# is there any criteria for minimum bank balance for immigration to Australia



## soudip (Mar 27, 2013)

I am planning to immigrate to Australia. What can be the aprox cost for this process? Is there any criteria for minimum bank balance for immigration to Australia?


----------



## soeid (Oct 19, 2012)

There is no show-funds requirements as per DIAC.
However, if you are applying for 190 visa which is state sponsored, some of the States are requiring proofs of funds


----------



## superm (Jul 1, 2012)

For 189 - you need no proof of funds. Just make sure you have enough to go through the process and also when you make the move after getting PR.

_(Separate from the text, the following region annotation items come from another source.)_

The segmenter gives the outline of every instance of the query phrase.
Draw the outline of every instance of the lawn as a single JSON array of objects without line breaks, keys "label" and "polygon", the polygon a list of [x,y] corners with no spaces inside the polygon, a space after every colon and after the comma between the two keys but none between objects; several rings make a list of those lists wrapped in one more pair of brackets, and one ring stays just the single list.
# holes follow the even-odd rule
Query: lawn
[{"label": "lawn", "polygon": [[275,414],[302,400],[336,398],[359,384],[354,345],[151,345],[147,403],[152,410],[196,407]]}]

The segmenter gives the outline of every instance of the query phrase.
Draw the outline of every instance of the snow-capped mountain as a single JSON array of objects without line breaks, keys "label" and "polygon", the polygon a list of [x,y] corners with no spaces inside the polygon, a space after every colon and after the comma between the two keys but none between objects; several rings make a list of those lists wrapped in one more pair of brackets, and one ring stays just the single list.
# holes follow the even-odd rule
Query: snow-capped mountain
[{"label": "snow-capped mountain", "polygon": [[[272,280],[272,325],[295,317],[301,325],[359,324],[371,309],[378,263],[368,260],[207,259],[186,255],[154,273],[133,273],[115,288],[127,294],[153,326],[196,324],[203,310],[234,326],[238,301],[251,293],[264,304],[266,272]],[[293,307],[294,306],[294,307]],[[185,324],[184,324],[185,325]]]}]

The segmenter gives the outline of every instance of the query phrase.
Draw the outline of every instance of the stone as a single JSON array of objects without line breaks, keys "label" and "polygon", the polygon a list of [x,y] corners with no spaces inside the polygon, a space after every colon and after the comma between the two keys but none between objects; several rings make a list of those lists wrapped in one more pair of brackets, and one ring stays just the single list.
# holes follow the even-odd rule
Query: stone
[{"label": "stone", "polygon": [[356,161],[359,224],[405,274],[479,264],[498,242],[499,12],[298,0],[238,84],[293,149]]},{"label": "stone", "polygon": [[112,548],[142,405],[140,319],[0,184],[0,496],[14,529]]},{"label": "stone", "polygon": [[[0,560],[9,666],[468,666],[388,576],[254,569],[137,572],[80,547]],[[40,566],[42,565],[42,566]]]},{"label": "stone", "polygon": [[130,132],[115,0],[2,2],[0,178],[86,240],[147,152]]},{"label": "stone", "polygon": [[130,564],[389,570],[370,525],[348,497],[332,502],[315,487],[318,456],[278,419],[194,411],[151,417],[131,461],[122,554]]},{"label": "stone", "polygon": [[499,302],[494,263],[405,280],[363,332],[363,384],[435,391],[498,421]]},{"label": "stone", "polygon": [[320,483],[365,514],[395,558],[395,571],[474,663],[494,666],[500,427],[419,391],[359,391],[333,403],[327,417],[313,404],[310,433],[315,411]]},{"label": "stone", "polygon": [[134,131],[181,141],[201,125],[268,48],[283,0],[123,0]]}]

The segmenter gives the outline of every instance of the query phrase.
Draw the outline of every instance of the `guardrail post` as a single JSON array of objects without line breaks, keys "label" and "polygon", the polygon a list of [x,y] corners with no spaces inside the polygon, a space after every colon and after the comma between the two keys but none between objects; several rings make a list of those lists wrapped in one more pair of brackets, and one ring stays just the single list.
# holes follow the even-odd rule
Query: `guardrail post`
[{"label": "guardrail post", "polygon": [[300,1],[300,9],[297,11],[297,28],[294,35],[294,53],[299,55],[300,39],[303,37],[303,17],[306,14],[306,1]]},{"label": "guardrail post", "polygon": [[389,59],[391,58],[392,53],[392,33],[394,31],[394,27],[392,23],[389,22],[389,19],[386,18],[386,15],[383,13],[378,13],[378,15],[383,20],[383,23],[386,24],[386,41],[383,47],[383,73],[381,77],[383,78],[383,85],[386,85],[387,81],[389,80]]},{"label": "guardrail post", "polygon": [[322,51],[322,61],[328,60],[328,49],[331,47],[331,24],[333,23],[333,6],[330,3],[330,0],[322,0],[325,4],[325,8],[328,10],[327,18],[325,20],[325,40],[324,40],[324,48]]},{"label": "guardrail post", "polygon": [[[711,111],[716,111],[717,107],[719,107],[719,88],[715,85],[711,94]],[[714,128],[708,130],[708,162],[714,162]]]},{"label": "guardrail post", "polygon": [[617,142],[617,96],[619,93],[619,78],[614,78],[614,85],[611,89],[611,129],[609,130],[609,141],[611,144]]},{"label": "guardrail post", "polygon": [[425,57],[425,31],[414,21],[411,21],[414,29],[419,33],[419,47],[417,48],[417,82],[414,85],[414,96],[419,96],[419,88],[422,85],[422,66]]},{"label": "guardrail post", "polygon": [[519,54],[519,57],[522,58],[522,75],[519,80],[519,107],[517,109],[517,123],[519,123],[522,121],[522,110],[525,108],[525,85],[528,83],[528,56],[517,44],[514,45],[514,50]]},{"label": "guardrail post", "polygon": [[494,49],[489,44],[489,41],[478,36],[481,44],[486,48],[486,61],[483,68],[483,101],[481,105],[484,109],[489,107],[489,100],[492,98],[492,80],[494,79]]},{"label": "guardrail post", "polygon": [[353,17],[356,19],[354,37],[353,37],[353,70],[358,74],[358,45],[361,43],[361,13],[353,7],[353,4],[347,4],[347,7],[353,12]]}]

For 190 - I believe state asks for the amount of funds you have, but don't ask for proof. But you should not be giving out false information!


----------



## soudip (Mar 27, 2013)

*189 vs 190*

Is there any special advantage when applying for State Sponsership? I got to know that there is an additional constraint on your location if going there wit State sponsership. But is there any benefit as well over independent visa?


----------



## superm (Jul 1, 2012)

soudip said:


> Is there any special advantage when applying for State Sponsership? I got to know that there is an additional constraint on your location if going there wit State sponsership. But is there any benefit as well over independent visa?


For differences between 2 and why one might need to go for 190 .. Check EOI page of Migrate to Australia information place.


----------